Friday, December 4, 2009

Winter in the City

Although the temperature gets a bit lower, and the sky gets a little hazier from pollution, winter in Kaohsiung is more an idea than a season. And the people here certainly try to live up to that idea - on the streets and sidewalks people are bundled tightly in scarves and down jackets and acting as though the island isn't tropical. I've donned a jacket a few times myself, but more often than not it's for riding on my scooter since windchill is a vicious thing when there's no windshield or heater to protect you.

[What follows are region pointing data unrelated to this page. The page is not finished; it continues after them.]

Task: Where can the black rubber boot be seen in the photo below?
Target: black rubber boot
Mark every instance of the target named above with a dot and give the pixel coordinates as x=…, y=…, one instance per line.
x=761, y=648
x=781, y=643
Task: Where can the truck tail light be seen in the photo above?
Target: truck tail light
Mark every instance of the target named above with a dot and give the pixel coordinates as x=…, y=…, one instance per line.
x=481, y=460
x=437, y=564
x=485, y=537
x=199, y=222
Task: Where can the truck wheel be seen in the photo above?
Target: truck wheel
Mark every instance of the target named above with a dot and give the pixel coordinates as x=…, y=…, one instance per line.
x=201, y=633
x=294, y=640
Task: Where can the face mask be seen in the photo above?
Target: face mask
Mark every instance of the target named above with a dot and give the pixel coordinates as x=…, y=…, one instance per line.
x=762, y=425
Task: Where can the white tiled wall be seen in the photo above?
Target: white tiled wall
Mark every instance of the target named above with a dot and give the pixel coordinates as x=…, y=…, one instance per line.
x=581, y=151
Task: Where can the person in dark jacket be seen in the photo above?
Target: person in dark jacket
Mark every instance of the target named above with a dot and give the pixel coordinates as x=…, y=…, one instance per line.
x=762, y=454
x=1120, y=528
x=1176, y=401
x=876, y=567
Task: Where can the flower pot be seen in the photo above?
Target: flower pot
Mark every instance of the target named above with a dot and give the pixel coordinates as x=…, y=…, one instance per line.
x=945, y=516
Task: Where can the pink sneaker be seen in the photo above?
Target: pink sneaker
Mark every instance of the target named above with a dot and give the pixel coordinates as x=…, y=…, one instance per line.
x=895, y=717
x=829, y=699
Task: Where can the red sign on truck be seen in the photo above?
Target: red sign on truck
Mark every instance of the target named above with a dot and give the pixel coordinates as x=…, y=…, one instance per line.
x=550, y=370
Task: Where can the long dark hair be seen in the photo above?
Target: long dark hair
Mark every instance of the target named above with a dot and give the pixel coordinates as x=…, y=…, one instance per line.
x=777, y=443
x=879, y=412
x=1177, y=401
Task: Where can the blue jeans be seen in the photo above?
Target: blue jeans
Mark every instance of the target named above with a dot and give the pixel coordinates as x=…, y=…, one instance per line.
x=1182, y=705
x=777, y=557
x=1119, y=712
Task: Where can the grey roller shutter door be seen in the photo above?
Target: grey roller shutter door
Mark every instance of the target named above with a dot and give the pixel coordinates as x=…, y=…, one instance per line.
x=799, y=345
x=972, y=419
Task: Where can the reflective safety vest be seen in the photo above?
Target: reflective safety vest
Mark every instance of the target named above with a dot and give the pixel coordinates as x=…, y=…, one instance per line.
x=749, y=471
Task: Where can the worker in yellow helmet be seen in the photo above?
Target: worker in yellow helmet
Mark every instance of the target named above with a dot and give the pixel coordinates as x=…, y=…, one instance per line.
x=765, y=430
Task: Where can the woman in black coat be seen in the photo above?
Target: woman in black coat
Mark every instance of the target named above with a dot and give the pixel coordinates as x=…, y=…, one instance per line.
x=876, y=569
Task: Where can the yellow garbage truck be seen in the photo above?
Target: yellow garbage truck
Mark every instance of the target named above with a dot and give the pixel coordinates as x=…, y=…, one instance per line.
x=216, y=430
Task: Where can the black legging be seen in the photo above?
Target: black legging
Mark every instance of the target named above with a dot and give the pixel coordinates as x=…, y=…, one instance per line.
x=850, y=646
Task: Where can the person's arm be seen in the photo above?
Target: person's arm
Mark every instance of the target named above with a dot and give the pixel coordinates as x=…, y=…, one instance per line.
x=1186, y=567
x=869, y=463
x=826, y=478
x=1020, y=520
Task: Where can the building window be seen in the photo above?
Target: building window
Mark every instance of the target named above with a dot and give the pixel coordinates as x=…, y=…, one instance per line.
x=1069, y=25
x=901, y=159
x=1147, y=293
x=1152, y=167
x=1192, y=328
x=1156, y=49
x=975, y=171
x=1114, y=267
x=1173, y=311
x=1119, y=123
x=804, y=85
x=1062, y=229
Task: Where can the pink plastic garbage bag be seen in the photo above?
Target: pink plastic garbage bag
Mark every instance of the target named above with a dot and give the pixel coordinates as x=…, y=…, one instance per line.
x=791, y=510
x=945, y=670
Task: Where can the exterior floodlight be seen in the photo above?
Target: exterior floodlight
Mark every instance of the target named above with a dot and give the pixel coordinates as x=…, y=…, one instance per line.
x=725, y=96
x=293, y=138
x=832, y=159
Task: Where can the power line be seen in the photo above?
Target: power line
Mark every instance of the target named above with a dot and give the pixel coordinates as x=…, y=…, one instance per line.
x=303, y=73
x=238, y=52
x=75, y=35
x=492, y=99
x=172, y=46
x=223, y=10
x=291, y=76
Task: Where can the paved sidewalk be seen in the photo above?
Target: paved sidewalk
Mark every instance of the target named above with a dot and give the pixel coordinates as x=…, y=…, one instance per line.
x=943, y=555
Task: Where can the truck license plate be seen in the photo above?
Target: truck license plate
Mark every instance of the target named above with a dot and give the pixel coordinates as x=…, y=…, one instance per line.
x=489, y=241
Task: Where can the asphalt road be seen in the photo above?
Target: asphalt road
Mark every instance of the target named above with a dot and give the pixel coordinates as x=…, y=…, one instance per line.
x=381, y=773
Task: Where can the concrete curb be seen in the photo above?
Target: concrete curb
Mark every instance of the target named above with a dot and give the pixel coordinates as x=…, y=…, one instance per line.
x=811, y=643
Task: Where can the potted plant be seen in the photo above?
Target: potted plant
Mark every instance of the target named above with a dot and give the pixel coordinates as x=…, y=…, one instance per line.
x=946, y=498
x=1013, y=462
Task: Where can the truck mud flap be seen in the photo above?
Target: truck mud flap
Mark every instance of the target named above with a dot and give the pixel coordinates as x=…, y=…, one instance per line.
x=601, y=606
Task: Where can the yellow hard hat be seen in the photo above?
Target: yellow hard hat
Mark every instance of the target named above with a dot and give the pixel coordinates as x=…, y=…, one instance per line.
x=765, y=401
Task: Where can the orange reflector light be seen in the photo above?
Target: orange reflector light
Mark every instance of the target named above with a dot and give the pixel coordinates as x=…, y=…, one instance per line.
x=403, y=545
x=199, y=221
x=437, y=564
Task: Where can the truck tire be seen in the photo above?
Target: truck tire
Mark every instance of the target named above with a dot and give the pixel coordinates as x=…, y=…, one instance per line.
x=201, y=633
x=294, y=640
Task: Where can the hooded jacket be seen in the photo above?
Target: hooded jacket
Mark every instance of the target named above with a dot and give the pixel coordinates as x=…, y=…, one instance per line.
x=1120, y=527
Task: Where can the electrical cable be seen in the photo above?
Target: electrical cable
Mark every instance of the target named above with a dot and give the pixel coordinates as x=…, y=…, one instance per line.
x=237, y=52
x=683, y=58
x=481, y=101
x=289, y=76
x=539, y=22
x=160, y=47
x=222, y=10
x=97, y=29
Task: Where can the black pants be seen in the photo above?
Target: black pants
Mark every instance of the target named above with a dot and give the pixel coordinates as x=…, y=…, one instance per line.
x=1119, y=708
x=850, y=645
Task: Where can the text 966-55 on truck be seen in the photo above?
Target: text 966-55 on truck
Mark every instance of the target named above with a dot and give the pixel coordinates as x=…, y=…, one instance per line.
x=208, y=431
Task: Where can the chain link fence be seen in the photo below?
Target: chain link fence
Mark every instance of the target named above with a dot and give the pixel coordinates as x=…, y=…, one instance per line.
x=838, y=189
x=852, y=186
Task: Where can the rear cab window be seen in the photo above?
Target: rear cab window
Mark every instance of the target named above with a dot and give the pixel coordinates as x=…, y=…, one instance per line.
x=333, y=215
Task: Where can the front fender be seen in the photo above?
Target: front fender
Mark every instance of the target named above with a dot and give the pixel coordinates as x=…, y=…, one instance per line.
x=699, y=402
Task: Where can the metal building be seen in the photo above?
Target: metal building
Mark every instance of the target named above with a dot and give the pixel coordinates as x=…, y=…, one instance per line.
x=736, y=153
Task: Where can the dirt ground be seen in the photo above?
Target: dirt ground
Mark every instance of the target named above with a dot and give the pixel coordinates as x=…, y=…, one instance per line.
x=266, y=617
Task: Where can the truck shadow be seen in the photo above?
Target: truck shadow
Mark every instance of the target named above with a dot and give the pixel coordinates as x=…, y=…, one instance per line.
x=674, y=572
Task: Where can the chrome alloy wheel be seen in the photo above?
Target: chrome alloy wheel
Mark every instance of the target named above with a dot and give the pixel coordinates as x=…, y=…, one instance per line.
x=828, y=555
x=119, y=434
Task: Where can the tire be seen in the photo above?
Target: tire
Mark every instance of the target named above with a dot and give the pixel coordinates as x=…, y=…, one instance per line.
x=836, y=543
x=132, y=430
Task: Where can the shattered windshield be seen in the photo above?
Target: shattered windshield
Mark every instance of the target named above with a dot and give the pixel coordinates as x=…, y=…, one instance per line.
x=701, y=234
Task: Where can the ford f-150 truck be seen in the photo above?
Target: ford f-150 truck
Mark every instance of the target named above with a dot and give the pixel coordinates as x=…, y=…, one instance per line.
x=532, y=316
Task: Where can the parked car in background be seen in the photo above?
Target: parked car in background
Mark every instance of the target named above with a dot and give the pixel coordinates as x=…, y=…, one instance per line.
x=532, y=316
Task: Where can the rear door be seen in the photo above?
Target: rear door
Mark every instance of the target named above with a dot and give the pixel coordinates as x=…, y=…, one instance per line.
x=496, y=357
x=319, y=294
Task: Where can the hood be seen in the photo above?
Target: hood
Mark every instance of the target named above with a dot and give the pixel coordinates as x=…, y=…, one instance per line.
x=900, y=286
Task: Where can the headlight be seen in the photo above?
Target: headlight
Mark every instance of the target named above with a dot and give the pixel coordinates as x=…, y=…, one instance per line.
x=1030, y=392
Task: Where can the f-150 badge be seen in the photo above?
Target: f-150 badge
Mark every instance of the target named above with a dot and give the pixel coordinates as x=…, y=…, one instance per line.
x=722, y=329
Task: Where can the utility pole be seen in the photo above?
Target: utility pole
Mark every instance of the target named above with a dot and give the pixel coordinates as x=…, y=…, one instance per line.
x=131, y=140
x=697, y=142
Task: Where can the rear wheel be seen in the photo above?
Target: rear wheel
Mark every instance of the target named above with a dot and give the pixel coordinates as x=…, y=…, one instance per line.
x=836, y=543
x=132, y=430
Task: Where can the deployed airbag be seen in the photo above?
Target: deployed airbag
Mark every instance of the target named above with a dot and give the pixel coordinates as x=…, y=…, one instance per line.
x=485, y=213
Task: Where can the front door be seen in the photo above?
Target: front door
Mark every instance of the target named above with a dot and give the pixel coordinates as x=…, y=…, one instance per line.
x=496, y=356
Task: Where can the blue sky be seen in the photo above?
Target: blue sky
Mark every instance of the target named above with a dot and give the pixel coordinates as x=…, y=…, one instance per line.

The most visible natural sign that it's winter is the haze that's settled over the city. The last rains for the year are over, and the dust and pollution from the streets have risen into the air to wait for the February rains to wash them out again. Mountains in the distance and skyscrapers nearby are nearly invisible, washed out by the grey that's been creeping higher and higher from the horizon over the past few weeks.

Every store is decked out in sequins and holly, and in the past few days it seems like every coffeeshop I find (and I have the supernatural power to find them anywhere) is playing Christmas-y pop music. I even hung around one shop after finishing my cup just so I could listen to all of "I'll be Home for Christmas." Even the cram school I work for has started to hang up fake pine boughs and cover walls in construction paper to make the main office look like a giant gingerbread house. Since few of the kids actually know anything about the holiday, I'm wondering if I can riff off the Hansel and Gretel story and tell them that Mrs. Claus puts children who scream in class into pressure cookers to render them down for candycanes.